I was reading blogs, as one is wont to do on a Friday morning, and ran across this entry about "The Test Test". The gist of the article is that there are certain things that you should look for in an organization to determine if your test group has a chance of success. There's a lot of good stuff in there, but in the end it boils down to two things:
  1. Does this organization consider shipping a good product important?
  2. Is there respect for the testing organization?
First of all, I completely agree that an organization that is predisposed to consider testers valuable is going to be more fun to work in and more likely to ship a product that testers (and everyone else!) can be proud of. However, I get frustrated sometimes because I watch testers set themselves up for disrespect and failure.

Sometimes, we are the architects of our own bad situations.

So yes, please look for an organization that passes The Test Test. But also ask yourself if your attitude is part of the problem. 

DO NOT BE A TESTER WHO:
  • Seeks to feel inferior
  • Carries a chip on your shoulder larger than a baseball bat
  • Makes derogatory comments about developers who only see the "happy path"
  • Gives vague test cycle estimates without reasons why
  • Cannot explain testing goals and what they mean
In other words, if you wander around muttering about how poorly you're treated, or you walk into a new job expecting to have to claw your way to equality, then you will be treated poorly, and you will be treated as inferior. Approach a situation as if respecting test is the only option, and the rest of the organization is much more likely to simply fall in line. Keep in mind that your role is to educate, to help people understand the value you bring and continue to bring. Allowing an organization to remain ignorant of what test provides is your own fault. So fix it!

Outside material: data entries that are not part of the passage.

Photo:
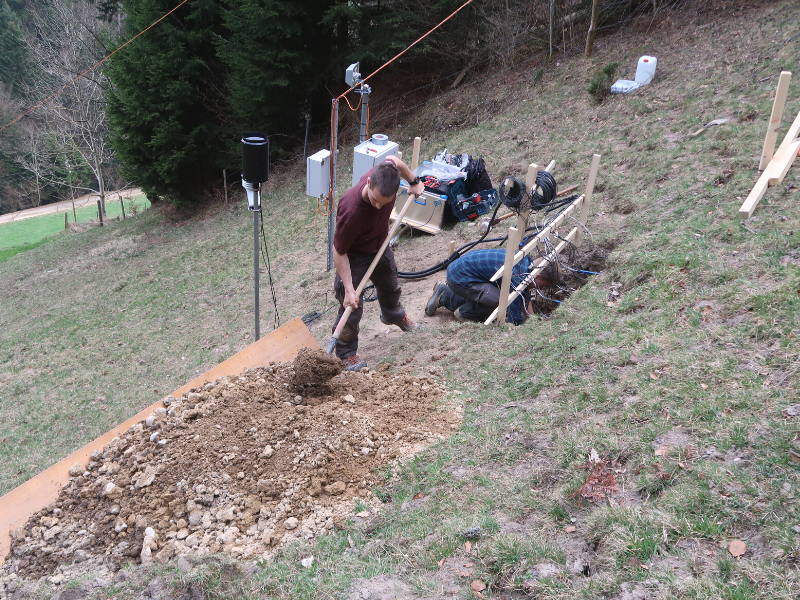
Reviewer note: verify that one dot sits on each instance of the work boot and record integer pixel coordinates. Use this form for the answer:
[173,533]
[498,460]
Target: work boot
[353,363]
[406,324]
[433,302]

Like almost anything, creating and maintaining an organization that will enable testers to be successful requires actions from both sides:

The Organization's Responsibilities:
  • See The Test Test. I can't put it better.
Your Responsibilities:
  • Education: Help people understand in their terms what test provides. For the sales guys, speak in money terms. For the developers, speak in terms of fewer fires to fix things in the field.
  • Cordiality: Be polite and pleasant to be around, just like you want people to be polite to you. I don't care what your role is, there's no cause to be rude!
  • Justify Yourself: Be prepared to explain why your estimates are what they are, or why you test what you're testing.
  • Provide Value: This part I hope we can all do!
  • Show Results: Now that you're providing value, make it public. Show the number of support calls decreasing, show the number of patches in the field dropping.
So remember, there are two sides to this problem. Look for an organization that's going to create prerequisites for success. Look to yourself for the same thing. And then let's move on, all of us, better than before.